Pour remédier aux discours haineux et à la désinformation, qui se propagent comme une trainée de poudre, les eurodéputés veulent chercher des solutions dans l’éducation, plutôt que dans le contrôle technologique. La rhétorique est, en effet, dangereuse et l’écart se creuse entre les médias sérieux respectant une déontologie rigoureuse et les personnes qui répandent de fausses informations non vérifiées.

Dans son rapport annuel, Amnesty International estime que 2016 était l’année des discours de la diabolisation, avec des stéréotypes discriminatoires véhiculés en fonction de la race, du genre, de la religion et le rejet de l’autre et des minorités sont désormais monnaie courante. Et la misogynie arrive en tête, avec une femme insultée toutes les 10 secondes sur internet.

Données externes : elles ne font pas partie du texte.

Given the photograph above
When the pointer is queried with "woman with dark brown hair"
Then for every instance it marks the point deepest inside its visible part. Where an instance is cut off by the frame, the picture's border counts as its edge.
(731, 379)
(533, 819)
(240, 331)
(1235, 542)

Les eurodéputés rappellent l’importance de préserver une liberté d’expression, mais dans le respect du droit des personnes. Et la solution privilégiée est l’éducation. Les informations circulent en temps réel et les plateformes n’ont pas le temps de vérifier la véracité des informations. Par conséquent, les utilisateurs, souvent attirés par le sensationnalisme, s’empressent de diffuser l’information, souvent sans contexte et sans analyse. Il est donc indispensable d’apprendre aux nouvelles générations de repérer le vrai du faux, avec sens critique. L’analyse des médias doit s’inscrire dans les cursus scolaires. Il est également indispensable à l’ère de l’économie numérique, d’améliorer l’alphabétisation aux médias et aux pensées politiques. Comme il est primordial de mieux communiquer sur la démocratie, l’état de droit, la protection des minorités et des droits fondamentaux, afin d’éviter l’établissement d’un ministère de la Vérité. La Silicon Valey ne peut pas être le maître de nos idées. Elle en deviendrait censure alternative.

Face à la difficulté d’imposer un cadre juridique contraignant dans une situation où quiconque peut détourner la vérité selon ses objectifs politiques ou autres, les législateurs ont affirmé que la déontologie journalistique, qui se base principalement sur l’exactitude des faits et la vérification, devait s’étendre à tous les acteurs en ligne.

La Commission devrait présenter ses propositions et ses conclusions le 10 mai prochain, dans le cadre de la révision à moyen terme du marché unique numérique.